Obserwatorzy

...

...

28 marca 2009

Nie specjalna podusia..

Dziękuję Wszystkim za odwiedziny i miłe słówka,zawsze mnie one pocieszają:)
***
Była mi potrzebna podusia na szpileczki,więc postanowiłam takową sobie sprawić,ale wcale nie jestem z niej zadowolona.Jakaś taka koślawa mi wyszła,w ogóle nie taka jak mi się marzyła:(

Hafcik jest muliną cieniowaną.


No i z miłą chęcią ugodziłam ją licznymi szpilkami:)

Z nowych haftów na razie nie mam nic.Powstały jeszcze nowe pisanki(pokarzę później),a kolejne wydmuszki(syn tak ciężko agitował,żeby dmuchać jajka),dokupiłam również 3 większe jaja styropianowe i też muszę je ozdobić.Najwyżej obdaruję bliskich tymi pisankami.
Tak w ogóle to ciężki los będzie teraz moich robótek.Do świąt zostało 2 tygodnie,więc teraz na okrągło będzie tylko pranie,sprzątanie,mycie,no i jeszcze wymarsz do prac polowych:(
Sprzątać to nawet lubię,ale zawsze jest tak,że muszę te moje prace domowe przerywać,bo wołają mnie,żebym im tam coś pomogła w pracach polowych.
Jedyne co teraz możecie mi życzyć na te najbliższe dni to SIŁY!

Świetną zabawę wypatrzyłam,polegającą na pokazaniu swojego koszyczka ze święconką,będziemy potem je wszystkie oglądać,aż już nie mogę się doczekać,to dopiero będzie wystawa.:)

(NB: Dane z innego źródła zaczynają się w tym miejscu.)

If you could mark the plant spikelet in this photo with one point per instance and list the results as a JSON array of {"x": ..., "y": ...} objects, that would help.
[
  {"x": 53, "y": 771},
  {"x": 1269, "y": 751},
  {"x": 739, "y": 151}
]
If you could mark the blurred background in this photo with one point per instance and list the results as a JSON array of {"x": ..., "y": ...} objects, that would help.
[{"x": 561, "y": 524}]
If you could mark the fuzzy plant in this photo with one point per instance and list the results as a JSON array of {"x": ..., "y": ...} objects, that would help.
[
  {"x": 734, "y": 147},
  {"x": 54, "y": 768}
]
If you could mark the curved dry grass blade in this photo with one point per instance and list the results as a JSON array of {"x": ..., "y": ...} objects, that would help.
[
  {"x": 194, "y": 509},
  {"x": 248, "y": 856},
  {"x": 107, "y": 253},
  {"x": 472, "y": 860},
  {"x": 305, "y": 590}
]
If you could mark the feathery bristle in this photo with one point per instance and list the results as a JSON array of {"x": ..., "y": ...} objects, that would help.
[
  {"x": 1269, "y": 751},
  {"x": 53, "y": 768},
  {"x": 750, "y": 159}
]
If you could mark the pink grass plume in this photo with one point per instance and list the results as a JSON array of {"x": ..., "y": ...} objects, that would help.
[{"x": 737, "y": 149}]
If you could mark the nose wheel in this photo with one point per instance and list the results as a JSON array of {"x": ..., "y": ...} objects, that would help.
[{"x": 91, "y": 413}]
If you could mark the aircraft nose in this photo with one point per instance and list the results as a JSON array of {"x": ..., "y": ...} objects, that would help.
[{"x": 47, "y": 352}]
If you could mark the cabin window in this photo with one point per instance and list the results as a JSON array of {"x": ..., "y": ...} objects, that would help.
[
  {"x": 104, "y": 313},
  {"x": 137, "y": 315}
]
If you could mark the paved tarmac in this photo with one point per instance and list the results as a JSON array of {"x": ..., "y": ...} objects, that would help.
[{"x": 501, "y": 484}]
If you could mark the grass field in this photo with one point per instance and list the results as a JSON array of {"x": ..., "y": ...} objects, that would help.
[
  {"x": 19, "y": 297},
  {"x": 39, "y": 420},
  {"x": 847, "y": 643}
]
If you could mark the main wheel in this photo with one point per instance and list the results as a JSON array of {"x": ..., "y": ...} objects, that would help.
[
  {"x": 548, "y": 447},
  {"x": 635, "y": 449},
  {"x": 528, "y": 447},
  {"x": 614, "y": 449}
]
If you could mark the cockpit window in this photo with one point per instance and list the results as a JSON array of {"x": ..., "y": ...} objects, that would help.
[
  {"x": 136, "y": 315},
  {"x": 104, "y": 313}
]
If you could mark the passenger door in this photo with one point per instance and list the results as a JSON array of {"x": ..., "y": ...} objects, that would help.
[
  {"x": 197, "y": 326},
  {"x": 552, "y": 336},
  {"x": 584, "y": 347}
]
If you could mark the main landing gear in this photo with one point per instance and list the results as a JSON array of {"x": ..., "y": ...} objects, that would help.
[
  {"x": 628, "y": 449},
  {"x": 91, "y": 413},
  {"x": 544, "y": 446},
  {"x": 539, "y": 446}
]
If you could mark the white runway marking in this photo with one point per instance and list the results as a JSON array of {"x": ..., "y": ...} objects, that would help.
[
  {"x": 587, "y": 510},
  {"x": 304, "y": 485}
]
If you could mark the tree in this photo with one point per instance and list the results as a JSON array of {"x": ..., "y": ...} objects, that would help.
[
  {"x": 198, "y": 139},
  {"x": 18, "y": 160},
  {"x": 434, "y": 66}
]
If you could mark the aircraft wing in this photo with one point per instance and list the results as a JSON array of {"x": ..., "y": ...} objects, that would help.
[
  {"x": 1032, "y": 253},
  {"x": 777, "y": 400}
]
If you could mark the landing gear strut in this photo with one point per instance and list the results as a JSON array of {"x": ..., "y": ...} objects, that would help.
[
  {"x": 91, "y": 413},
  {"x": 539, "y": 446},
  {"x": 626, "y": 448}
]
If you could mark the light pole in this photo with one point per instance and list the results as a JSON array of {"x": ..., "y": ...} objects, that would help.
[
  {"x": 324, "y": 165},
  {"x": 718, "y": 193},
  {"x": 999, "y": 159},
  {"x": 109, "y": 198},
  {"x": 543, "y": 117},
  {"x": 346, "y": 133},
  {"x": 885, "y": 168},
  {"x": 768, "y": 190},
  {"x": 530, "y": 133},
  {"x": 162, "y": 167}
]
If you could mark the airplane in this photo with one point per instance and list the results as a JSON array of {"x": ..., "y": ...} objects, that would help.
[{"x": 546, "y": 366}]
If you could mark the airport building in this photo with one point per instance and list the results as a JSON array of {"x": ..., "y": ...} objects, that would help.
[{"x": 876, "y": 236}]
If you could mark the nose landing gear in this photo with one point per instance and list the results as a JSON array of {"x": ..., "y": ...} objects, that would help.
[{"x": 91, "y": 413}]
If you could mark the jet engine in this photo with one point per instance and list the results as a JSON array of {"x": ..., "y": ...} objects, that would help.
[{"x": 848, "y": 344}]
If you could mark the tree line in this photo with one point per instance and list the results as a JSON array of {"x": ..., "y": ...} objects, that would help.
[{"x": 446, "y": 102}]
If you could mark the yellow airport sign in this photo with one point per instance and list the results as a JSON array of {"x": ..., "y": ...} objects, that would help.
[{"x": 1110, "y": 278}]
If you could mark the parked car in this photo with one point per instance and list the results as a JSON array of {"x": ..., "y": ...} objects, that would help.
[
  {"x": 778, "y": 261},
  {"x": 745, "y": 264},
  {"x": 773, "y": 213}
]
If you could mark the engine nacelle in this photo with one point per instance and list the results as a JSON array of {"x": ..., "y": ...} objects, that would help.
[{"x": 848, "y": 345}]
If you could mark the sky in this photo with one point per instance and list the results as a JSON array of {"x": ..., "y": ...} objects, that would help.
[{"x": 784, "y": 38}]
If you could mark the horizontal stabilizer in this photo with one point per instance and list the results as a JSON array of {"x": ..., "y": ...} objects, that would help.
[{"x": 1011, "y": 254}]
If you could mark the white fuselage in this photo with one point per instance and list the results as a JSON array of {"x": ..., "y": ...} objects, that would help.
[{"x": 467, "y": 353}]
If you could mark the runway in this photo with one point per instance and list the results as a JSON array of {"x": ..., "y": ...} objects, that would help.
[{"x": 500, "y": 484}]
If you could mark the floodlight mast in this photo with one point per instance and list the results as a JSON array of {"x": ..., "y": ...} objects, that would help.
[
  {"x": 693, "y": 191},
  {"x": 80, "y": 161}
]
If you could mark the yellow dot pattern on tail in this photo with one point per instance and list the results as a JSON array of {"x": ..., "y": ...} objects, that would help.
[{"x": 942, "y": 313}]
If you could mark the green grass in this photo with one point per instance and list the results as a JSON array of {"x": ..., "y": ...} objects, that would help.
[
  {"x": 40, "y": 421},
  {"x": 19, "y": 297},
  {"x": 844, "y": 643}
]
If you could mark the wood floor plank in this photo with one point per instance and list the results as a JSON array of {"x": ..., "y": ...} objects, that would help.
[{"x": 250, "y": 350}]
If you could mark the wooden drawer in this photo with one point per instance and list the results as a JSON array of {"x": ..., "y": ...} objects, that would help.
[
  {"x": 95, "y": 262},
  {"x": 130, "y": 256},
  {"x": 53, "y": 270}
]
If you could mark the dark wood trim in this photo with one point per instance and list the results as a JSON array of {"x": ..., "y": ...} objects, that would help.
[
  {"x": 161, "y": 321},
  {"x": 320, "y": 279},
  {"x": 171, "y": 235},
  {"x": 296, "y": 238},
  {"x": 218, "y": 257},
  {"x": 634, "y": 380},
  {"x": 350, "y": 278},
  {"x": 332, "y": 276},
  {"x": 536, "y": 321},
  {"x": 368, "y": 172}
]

Zobaczcie same zasady zabawy,a jest nas już dużo.Organizator: klik

25 marca 2009

Prezencik i małe zwierzatka...


Ależ dzisiaj buzia mi się roześmiała!!zawitał do mnie listonosz z paczuszką od Agusi:):)
Prezenciki są tak śliczne że aż mi dech zaparło w piersiach,gdy je oglądałam.Musicie wiedzieć,że Agusia do dziewczyna mająca lat 17(mam nadzieję,że się nie obrazi ,że to piszę),a ma taki talent i wspaniale robi różne rzeczy ,nie jedna z nas wiele mogłaby się od niej nauczyć!
Już pokazuję cudeńka:

Wszystko jest pięknie ręcznie wykonane.


Cudowny igielniczek z moim inicjałem,a w nim parę igiełek:)

Misternie wykonana zakładka :)

Użekła mnie karteczka wykonana haftem matematycznym(ta technika bardzo mi się podoba,może wypadało by jej się nauczyć?)
Agusia chodzi na lekcje ceramiki ,więc stąd ten obrazeczek ceramiczny z pieskiem.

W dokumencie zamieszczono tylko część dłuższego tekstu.